-As an argument for atheism, Russell’s teapot* can only be addressed to someone with no religious experience or theistic argument, and who is presumptively justified in this. But if you get to assume that, who needs an argument?
-Even if we assume a person with no religious experience or theistic argument, is the teapot supposed to prove that they have done their due diligence or that they are justified in their predicament? Are we really supposed to think that, having discovered we have no religious feeling or natural theology, that we can write off the search for it in the same way we can write off the teapot?
–Dan Barker: God is incoherent, since he is supposed to be both perfectly merciful and perfectly just, but perfect justice consists in giving exactly what one deserves and mercy consists in giving them less than they deserve.
Response: Nothing responsible for evils is a virtue, and so mercy could not consist in giving less evil than justice doles out. It follows that mercy must consist in giving goods even beyond justice, i.e. giving rise to both the good of justice and something more. The paradigm case for this is the death of Christ, fulfilling the divine decree that all men must die while making the death of one man something in virtue of which death could assimilate one to divine life. The act of creation does this as well, for to establish the existence of all that is due to something (justice) is itself an act that is not due to the thing so established (mercy).

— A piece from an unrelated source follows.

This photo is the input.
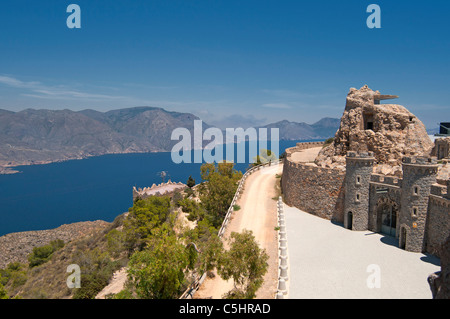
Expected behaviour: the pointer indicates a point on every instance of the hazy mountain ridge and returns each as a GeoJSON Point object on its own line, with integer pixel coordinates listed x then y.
{"type": "Point", "coordinates": [42, 136]}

-A: Just look at this map. Clearly, the religion you accept is determined most of all by where you were born.
B: Just look at this map. Clearly accepting atheism is determine most of all by where you were born. Look at all those atheist concentrations in China, Vietnam, and the Nordic countries.
A: Exactly. But atheism doesn’t claim to be a revealed religion where God is supposed to choose who believes in him.
B: But revelation is not opposed to national religion – you’ve heard of the Jews, right? The Puritan City on the Hill?
A: But why invoke divine transmission when a human one will do?
B: Now we’re back at the Reformation and Monophysite controversies. If the priest forgives sins, who needs God; and if God forgives sins, who needs a priest? If Christ the man sufficed to redeem sinners, why make him God; if God sufficed, why the Incarnation? All the great monotheisms involve the claim that God’s work is broadly sacramental: the Jews place God in a nation or temple; the Christians place him in a man and sacrament; Islam places him in a book. You want him to be in a culture as opposed to being just divine. There is a degree of truth in this so far as you think that culture as such is not divine, but no one thinks God works apart from some concrete, experiential medium like a nation, man, preacher, or book.
*The teapot objection need not be taken like this, but it often is. See Dan Dennett here.